There are many causes of female infertility, but they can roughly be grouped into four areas:
Ovulation is a vital factor in becoming pregnant naturally. When a woman ovulates, an egg is released from the ovaries, and this travels down the fallopian tube and into the uterus where it will meet sperm and can go on to develop into a pregnancy. Having an ovulation disorder refers to when this ovulation process is disrupted.
Ovulation disorders can commonly be caused by a condition called Polycystic Ovary Syndrome (PCOS). PCOS is when small cysts grow on the ovaries, impacting the release of the eggs. This can mean ovulation is very irregular and/or cycles can last months, happen sporadically, or not at all.
A hormonal imbalance is another reason ovulation may not be happening as expected. Hormones are responsible for signalling the body to release an egg every menstrual cycle. If they are imbalanced (perhaps too much or too little of one or multiple hormones), they may not be triggering the release of the egg as they should. The result is that ovulation may be infrequent and irregular, making it harder to work out the fertile window (the best time for having sex when trying for a baby).
And remember, the stress hormone cortisol can also indirectly impact ovulation, as can being extremely underweight or overweight.
Underlying health conditions
There is often an underlying health condition behind an infertility diagnosis. The good news is that there is usually some kind of treatment available to help. Let’s take a look at some common conditions that impact fertility:
Pelvic inflammatory disease (PID): PID can be caused by harmful bacteria from gonorrhoea or chlamydia, and can cause scarring that prevents the egg from getting through the fallopian tubes. PID can not only affect fertility but can also increase the risks associated with pregnancy.
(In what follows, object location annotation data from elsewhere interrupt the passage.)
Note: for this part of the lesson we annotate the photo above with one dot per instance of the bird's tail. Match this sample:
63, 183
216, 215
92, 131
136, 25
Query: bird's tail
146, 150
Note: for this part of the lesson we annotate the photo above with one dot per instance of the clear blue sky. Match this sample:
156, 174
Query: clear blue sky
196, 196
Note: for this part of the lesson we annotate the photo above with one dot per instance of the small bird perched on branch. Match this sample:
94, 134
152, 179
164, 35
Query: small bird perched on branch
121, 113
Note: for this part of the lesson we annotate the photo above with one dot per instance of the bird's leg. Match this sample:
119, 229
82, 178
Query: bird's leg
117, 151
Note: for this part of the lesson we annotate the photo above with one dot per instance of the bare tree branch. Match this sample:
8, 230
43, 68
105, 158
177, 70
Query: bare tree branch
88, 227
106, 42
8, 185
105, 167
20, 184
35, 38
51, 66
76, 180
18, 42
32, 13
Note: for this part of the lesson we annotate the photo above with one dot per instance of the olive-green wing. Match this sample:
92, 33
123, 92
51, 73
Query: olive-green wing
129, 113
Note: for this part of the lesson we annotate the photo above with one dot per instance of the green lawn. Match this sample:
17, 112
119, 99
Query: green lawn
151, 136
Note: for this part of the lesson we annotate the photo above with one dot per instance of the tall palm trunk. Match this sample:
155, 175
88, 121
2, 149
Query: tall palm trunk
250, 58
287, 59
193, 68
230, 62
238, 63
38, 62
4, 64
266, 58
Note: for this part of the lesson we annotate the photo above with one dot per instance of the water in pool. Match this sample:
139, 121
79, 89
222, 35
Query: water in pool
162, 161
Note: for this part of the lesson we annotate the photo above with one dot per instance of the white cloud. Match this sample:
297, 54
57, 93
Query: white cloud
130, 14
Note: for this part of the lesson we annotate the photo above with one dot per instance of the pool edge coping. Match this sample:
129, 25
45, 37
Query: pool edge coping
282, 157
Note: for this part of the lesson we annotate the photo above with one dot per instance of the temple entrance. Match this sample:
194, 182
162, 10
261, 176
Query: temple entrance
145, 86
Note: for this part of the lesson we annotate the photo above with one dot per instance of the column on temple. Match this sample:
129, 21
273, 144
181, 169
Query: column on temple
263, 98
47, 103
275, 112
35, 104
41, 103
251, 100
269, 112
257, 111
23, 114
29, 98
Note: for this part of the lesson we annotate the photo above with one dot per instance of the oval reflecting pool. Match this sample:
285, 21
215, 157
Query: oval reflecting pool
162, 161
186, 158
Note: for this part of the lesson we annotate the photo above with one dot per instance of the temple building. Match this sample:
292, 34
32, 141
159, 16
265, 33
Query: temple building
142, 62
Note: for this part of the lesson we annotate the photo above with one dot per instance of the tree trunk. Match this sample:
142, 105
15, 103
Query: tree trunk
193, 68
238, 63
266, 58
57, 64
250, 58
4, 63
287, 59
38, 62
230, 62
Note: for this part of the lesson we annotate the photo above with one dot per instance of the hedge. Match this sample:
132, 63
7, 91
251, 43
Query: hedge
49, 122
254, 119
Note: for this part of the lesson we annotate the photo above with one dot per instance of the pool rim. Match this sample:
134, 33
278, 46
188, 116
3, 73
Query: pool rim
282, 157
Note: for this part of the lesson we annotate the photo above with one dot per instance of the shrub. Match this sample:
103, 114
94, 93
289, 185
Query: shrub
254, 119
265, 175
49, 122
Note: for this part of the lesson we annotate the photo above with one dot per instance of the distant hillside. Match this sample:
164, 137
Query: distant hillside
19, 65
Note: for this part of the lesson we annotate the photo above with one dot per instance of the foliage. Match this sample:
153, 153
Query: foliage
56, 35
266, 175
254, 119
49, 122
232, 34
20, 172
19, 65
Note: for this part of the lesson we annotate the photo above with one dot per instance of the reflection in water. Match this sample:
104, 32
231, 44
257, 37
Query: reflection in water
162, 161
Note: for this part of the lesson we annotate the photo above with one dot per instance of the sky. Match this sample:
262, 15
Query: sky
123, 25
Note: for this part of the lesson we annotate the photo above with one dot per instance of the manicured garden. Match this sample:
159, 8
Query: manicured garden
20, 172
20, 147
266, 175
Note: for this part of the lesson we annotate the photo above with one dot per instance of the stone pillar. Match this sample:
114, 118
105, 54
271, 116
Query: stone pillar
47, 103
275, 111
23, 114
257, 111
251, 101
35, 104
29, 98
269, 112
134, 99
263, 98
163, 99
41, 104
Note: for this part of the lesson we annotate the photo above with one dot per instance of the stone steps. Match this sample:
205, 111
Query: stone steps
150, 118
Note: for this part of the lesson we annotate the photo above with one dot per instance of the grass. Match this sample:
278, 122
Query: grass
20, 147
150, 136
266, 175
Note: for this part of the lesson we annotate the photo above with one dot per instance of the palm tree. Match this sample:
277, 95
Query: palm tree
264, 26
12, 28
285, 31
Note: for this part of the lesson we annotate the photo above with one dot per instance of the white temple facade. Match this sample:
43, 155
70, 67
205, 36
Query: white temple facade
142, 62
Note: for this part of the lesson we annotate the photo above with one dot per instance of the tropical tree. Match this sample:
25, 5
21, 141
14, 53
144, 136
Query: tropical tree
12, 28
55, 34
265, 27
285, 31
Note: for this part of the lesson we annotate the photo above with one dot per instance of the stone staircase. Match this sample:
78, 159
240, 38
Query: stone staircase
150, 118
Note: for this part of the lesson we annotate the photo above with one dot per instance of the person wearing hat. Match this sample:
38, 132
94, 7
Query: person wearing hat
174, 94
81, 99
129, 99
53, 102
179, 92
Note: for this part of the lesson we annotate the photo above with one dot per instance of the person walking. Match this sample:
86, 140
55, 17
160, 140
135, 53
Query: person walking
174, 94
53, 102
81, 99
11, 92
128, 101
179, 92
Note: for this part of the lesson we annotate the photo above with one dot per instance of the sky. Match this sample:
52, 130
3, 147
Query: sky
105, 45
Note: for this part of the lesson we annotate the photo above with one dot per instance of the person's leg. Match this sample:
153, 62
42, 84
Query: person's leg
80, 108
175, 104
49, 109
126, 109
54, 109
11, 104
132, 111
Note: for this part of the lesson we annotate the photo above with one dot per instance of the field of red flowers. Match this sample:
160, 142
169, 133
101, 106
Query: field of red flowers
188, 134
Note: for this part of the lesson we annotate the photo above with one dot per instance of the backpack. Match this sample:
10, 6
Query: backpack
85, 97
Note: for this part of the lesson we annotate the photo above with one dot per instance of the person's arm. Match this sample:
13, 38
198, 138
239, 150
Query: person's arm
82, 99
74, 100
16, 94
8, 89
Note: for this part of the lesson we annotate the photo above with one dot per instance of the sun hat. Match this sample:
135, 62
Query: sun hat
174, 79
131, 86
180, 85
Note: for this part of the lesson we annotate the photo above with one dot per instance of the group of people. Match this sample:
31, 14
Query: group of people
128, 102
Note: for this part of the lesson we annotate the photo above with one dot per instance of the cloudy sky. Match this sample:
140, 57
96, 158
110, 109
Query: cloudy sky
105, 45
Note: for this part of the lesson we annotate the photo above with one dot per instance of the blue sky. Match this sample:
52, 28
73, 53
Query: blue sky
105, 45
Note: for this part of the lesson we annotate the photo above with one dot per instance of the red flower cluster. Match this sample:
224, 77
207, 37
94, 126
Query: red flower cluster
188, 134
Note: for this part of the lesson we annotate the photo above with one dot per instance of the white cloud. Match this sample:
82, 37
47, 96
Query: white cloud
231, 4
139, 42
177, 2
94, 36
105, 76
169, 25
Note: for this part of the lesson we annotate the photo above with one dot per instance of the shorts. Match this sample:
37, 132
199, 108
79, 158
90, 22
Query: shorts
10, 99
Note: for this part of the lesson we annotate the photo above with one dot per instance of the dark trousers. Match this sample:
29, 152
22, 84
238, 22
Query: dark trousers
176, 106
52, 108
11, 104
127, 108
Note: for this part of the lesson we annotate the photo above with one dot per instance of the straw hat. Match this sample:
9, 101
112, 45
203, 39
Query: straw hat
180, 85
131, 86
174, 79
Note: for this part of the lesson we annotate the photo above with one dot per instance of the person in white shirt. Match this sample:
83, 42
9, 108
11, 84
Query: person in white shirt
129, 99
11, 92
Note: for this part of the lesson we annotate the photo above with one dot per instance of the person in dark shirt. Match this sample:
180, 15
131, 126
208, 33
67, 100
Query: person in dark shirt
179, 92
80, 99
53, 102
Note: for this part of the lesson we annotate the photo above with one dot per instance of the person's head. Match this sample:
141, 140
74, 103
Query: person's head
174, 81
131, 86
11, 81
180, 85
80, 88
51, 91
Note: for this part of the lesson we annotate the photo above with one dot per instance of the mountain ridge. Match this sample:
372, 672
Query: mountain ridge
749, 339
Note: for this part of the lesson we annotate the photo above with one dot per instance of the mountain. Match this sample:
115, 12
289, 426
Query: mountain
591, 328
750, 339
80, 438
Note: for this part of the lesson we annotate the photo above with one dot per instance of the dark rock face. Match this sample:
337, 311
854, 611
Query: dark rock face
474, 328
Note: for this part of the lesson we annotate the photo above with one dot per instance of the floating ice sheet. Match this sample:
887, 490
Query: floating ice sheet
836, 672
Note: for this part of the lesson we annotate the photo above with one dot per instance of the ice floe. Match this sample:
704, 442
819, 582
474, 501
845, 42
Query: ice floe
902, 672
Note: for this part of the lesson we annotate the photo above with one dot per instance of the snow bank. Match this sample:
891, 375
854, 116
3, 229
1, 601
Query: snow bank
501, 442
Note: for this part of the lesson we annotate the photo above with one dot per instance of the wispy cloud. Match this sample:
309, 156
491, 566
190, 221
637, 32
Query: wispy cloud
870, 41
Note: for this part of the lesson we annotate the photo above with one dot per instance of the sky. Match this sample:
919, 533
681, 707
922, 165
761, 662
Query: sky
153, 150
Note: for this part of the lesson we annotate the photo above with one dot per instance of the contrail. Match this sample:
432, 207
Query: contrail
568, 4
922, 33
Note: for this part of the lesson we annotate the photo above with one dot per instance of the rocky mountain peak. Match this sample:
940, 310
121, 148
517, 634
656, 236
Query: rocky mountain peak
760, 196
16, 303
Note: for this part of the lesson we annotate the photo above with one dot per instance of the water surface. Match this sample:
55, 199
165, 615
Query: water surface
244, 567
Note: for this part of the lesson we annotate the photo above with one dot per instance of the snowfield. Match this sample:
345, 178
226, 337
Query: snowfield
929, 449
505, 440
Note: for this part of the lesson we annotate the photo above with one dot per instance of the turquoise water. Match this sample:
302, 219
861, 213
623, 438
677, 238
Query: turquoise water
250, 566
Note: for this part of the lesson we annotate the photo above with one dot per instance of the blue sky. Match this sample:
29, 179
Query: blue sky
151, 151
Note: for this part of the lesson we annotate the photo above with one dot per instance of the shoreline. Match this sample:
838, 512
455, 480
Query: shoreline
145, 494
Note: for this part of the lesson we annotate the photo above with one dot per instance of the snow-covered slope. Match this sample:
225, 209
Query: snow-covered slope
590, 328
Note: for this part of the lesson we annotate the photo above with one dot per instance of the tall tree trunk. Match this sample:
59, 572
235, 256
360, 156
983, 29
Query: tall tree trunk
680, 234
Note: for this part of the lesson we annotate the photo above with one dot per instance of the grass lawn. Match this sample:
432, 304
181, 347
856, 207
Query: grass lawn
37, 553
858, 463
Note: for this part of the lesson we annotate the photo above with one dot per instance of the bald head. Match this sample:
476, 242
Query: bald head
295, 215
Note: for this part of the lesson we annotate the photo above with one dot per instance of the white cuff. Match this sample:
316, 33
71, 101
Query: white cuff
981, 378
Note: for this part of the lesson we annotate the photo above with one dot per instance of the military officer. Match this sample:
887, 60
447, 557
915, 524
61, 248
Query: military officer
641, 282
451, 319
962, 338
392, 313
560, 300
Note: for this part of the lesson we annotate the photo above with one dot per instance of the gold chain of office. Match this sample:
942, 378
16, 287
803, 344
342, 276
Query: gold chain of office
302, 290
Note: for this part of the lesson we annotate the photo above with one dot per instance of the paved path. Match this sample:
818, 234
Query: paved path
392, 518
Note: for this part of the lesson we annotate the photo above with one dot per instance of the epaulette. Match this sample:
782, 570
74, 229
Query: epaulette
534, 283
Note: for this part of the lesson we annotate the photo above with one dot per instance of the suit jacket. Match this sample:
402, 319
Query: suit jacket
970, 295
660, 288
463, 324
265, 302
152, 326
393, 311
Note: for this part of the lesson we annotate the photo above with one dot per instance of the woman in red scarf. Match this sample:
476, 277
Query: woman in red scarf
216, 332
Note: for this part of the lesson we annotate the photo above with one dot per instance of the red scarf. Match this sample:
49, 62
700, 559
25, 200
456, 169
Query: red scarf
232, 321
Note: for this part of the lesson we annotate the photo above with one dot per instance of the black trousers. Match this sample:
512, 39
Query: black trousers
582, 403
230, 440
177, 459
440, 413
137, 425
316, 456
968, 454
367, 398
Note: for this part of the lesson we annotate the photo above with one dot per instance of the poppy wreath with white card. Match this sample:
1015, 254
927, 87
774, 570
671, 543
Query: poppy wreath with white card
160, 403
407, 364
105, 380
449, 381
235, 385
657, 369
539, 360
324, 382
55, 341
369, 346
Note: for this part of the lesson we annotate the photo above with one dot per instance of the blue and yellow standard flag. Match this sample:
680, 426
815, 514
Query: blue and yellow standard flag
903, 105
Endometriosis: Although this doesn’t directly cause infertility, it can affect the ovaries and fallopian tubes, making it much harder to get pregnant. Endometriosis is a debilitating disease caused by the uterine lining growing outside of the uterus in other parts of the body.
Fibroids: This is the name for a very common tumour found in women and can impact the ability to carry a baby to term, in addition to causing issues becoming pregnant. Fibroids can make it more difficult for an embryo to attach to the uterus, and for the uterus to support pregnancy.
Poor ovarian reserve
Each month when an egg is released from the ovaries, the egg comes from the ovarian reserve, the finite store of eggs a woman has. Unfortunately, there are instances when the number of eggs is low. Women over the age of 40 naturally have far fewer eggs in their ovarian reserve than a woman under 40, which is why they will find it much harder to get pregnant.
Premature Ovarian Insufficiency (POI), also referred to as premature ovarian failure, is the name given to a condition when a woman’s ovaries stop working before the age of 45. In many cases, the cause is unknown, but it is thought that certain genetic disorders, autoimmune diseases, chemotherapy or radiation, and metabolic disorders could be influencing factors.
Damage to the reproductive system
Environmental toxins, radiation, and chemotherapy can all damage the reproductive system, making natural conception difficult and in many cases, impossible.
The female reproductive system can also be damaged by scarring caused by surgeries. Uterine scarring impacts the blood flow to the endometrial lining which can make it difficult for an embryo to implant. Scar tissue can also block the tiny opening to the fallopian tubes, making it a challenge for the egg to get through. Most injuries happen through surgery, for example, a C-section, or any surgery on the reproductive system..
Finding a fertility clinic
It’s really useful to be informed about the causes of infertility if you’ve been trying for a baby without success. But really, the best thing you could do is to seek advice from a fertility specialist at the earliest opportunity if you have any suspicion there could be something wrong.
Looking for the best fertility clinic in London? Fear not, the City is packed with some of the world’s finest fertility clinics and doctors, and you’re bound to find one that is right for you and your fertility journey.